First order phase transitions in classical lattice gas spin models

TL;DR

This paper investigates first order phase transitions in classical lattice gas models with multi-component spins on 2D and 3D lattices, using Monte Carlo simulations to explore the effects of negative chemical potential.

Contribution

It provides new simulation-based evidence of first order transitions in lattice gas models at negative chemical potentials, extending previous mean field and Monte Carlo studies.

Findings

Evidence of first order phase transitions at negative chemical potential.

Quantitative characterization of transition behavior in 2D and 3D models.

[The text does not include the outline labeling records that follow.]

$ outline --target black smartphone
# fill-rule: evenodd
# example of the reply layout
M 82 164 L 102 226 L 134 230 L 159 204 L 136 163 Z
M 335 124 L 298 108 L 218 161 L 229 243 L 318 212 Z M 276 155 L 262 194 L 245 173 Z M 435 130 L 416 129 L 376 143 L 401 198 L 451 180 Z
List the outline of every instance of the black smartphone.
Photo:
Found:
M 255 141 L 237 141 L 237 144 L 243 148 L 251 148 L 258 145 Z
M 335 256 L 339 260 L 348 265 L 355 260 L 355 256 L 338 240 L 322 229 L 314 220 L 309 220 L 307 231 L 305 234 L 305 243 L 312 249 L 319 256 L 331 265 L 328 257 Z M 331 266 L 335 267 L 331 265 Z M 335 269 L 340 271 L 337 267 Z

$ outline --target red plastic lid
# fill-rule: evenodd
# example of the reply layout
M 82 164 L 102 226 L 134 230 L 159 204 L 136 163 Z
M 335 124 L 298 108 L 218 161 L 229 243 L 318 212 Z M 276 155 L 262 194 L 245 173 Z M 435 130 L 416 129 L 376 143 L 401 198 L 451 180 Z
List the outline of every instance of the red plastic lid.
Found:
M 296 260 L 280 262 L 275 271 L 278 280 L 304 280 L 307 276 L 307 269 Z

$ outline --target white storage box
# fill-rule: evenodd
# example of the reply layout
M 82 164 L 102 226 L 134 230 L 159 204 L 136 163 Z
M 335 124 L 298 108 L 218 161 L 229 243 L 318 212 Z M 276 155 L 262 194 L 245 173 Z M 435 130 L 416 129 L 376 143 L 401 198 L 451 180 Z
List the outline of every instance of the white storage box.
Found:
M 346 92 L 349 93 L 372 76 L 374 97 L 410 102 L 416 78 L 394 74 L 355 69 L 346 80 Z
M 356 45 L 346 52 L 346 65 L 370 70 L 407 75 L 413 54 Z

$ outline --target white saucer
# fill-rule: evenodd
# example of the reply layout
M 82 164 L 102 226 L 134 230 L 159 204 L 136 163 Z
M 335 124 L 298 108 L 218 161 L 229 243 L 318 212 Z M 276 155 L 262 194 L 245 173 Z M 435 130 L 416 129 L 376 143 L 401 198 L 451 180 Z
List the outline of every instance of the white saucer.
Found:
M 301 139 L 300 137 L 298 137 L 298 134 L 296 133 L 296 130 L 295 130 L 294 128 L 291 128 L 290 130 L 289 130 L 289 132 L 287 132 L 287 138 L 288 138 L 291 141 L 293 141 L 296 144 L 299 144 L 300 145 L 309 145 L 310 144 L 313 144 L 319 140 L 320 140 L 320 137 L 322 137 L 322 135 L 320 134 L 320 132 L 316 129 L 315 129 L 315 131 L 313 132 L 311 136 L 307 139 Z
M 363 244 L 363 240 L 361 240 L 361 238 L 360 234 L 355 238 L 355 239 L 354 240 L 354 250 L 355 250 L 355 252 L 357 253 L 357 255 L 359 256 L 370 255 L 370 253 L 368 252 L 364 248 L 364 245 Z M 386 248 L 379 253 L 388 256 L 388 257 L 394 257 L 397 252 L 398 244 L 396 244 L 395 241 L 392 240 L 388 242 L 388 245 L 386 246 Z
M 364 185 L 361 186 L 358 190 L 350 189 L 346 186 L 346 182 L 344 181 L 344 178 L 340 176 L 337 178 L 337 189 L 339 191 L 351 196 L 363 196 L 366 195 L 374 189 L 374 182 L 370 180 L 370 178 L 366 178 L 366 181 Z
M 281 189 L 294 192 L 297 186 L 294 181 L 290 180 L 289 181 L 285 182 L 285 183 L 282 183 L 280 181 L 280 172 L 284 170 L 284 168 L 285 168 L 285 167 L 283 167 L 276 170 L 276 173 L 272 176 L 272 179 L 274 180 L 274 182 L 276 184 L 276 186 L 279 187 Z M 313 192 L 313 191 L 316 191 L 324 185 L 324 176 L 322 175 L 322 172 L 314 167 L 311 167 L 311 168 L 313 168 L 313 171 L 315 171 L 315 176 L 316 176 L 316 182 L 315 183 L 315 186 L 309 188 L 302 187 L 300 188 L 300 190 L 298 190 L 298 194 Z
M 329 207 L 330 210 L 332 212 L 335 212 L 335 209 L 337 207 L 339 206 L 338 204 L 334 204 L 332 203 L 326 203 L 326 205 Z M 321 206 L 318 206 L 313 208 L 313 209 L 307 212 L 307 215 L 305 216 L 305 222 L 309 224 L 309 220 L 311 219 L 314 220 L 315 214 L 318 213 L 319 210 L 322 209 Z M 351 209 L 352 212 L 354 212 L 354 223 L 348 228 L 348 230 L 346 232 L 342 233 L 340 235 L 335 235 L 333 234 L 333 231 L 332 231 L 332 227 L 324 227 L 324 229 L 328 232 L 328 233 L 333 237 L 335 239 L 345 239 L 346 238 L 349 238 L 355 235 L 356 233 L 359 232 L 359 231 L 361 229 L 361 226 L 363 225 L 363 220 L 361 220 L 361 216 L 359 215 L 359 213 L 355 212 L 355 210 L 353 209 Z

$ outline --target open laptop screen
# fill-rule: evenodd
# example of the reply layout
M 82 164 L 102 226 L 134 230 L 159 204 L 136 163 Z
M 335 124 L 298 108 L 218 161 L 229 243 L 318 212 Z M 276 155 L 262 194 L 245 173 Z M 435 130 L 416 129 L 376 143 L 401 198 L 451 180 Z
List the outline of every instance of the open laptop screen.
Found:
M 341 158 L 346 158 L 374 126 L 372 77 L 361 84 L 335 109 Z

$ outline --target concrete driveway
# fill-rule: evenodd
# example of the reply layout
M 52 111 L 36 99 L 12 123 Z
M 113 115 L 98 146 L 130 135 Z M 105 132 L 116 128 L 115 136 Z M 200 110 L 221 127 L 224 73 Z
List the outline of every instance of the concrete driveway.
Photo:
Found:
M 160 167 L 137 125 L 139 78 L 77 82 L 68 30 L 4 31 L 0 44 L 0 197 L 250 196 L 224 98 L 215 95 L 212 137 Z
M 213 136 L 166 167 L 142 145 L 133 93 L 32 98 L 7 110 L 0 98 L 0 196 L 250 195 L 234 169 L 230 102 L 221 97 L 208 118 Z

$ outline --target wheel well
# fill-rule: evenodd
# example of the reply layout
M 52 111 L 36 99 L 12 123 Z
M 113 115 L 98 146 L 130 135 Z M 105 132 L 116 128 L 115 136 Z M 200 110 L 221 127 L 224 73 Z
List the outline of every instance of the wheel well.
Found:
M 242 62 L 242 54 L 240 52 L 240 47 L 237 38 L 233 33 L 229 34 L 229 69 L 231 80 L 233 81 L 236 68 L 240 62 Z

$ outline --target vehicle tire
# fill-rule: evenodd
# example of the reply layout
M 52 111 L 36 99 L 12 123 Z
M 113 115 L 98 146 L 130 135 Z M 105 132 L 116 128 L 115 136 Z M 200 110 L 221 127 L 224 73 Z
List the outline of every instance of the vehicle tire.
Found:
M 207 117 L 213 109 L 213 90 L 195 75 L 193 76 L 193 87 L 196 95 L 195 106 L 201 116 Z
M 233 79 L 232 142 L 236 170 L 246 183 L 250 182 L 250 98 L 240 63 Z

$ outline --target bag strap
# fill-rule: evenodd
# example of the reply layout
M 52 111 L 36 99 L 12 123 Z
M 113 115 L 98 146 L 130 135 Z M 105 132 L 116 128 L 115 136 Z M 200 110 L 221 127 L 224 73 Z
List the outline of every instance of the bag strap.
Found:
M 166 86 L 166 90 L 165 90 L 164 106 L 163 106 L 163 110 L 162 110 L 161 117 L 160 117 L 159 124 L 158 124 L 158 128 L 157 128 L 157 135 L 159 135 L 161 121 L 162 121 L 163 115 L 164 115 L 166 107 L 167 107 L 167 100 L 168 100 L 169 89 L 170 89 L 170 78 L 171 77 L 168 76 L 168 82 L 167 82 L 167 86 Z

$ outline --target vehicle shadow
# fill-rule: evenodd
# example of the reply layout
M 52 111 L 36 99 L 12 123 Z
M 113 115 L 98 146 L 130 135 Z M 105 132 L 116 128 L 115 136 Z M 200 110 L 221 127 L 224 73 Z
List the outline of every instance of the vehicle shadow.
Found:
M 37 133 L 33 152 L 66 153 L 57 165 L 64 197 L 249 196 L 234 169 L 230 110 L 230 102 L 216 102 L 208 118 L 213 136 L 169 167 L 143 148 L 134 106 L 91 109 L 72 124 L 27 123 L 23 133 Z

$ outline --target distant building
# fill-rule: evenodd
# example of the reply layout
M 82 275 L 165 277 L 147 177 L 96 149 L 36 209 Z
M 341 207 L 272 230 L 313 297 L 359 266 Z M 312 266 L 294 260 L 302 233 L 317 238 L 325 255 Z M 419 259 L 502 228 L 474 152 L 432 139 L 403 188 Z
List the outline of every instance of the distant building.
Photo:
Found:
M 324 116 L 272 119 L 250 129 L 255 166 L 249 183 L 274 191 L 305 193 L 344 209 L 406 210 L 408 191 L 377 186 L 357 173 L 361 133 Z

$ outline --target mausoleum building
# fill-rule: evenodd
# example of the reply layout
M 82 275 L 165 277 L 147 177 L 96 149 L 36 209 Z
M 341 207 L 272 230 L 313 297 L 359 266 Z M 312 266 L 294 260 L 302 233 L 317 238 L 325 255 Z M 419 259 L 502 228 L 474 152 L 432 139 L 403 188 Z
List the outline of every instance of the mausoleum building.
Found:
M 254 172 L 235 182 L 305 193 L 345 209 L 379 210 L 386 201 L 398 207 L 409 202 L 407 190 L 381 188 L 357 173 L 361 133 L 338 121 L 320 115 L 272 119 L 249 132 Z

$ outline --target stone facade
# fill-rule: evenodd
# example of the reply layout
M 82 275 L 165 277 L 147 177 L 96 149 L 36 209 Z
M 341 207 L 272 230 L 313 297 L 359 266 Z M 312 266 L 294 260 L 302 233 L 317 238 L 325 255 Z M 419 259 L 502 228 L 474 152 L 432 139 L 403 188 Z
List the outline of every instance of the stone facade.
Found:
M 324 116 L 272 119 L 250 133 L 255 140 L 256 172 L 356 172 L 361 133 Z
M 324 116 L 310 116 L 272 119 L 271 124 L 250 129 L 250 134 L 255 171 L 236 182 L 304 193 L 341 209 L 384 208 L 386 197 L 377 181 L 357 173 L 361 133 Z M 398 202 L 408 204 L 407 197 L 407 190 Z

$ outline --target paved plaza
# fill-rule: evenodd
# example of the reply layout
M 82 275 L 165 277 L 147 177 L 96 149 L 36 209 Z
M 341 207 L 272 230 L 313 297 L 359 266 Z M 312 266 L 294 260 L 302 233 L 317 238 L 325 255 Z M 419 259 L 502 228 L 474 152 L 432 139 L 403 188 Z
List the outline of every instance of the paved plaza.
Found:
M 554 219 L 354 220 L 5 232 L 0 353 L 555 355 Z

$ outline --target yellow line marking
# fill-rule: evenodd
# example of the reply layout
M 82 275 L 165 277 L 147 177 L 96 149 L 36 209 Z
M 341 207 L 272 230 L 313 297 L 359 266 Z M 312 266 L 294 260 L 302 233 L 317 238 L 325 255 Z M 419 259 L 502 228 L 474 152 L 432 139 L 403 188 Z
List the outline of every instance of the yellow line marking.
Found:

Comparison with recent experimental results supports the simulation findings.

Abstract

The present paper considers some classical ferromagnetic lattice--gas models, consisting of particles that carry $n$--component spins ($n=2,3$) and associated with a $D$--dimensional lattice ($D=2,3$); each site can host one particle at most, thus implicitly allowing for hard--core repulsion; the pair interaction, restricted to nearest neighbors, is ferromagnetic, and site occupation is also controlled by the chemical potential $\mu$. The models had previously been investigated by Mean Field and Two--Site Cluster treatments (when D=3), as well as Grand--Canonical Monte Carlo simulation in the case $\mu=0$, for both D=2 and D=3; the obtained results showed the same kind of critical behaviour as the one known for their saturated lattice counterparts, corresponding to one particle per site. Here we addressed by Grand--Canonical Monte Carlo simulation the case where the chemical potential is negative and sufficiently large in magnitude; the value $\mu=-D/2$ was chosen for each of the four previously investigated counterparts, together with $\mu=-3D/4$ in an additional instance. We mostly found evidence of first order transitions, both for D=2 and D=3, and quantitatively characterized their behaviour. Comparisons are also made with recent experimental results.